PROFILE

James Tenser

Retail Tech Marketing Strategist | B2B Expert Storytelling™ Guru | President, VSN Media LLC

James (“Jamie”) Tenser is an analyst and consultant to the retail and consumer products industry. His firm, VSN Strategies, focuses on retail technology, merchandising, marketing, consumer behavior, Shopper Media, Category Management, service practices, and all-channel retailing.

He is Executive Director and founding member of the In-Store Implementation Network.

Tenser is considered an authority on retailing, brand marketing, and consumer trends, and is author of two books. He is quoted often in national and international media. He contributes to periodicals such as RetailWire.com, Advertising Age, Progressive Grocer, CPGmatters.com, Supermarket News, and his blog, TensersTirades.com.

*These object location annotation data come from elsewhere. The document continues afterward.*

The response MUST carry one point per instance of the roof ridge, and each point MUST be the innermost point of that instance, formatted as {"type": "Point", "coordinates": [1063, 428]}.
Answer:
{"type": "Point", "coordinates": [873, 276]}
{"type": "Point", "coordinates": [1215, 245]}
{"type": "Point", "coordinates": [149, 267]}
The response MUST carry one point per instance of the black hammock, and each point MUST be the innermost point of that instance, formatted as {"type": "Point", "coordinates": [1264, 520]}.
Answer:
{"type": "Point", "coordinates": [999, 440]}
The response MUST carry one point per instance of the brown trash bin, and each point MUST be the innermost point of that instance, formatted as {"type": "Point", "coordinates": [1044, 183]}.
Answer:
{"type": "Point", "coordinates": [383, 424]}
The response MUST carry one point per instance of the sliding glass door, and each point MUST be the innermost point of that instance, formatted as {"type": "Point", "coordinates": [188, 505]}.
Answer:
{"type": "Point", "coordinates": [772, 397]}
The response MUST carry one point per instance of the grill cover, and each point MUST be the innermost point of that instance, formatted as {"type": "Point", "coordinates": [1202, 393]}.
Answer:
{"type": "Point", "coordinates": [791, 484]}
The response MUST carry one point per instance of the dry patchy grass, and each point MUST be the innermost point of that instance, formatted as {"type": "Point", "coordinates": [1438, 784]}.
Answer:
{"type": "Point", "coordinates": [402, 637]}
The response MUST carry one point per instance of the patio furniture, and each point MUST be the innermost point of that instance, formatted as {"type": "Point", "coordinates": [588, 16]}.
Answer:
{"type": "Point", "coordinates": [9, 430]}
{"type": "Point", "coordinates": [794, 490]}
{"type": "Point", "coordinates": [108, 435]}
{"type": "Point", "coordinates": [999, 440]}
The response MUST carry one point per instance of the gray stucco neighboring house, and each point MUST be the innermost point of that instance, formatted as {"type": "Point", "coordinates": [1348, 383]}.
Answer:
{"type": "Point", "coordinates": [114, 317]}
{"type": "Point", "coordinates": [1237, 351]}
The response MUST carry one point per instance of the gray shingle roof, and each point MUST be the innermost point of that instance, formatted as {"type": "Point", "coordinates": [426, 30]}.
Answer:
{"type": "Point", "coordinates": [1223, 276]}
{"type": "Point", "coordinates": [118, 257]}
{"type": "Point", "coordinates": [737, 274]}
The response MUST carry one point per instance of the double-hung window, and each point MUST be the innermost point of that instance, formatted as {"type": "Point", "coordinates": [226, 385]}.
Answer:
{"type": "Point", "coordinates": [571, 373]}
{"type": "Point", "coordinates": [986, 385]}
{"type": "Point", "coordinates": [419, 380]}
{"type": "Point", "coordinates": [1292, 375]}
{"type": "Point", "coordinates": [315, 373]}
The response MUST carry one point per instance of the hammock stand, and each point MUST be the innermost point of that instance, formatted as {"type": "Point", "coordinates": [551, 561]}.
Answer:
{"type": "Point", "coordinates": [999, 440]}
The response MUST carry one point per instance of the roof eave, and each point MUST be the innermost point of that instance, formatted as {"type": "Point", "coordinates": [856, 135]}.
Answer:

Since founding VSN in 1998, he has helped a diverse range of clients with strategy and thought-leadership communications, including: American Express Co., Dial Corporation, Eastman Kodak, Del Monte Fresh Produce, Gourmet Award Foods, IBM Global Services, Cisco Systems, DemandTec, and many others.

Tenser earned his undergraduate degree from Cornell University. He studied Media Ecology at New York University and Consumer Behavior at the University of Arizona’s Terry J. Lundgren Center for Retailing.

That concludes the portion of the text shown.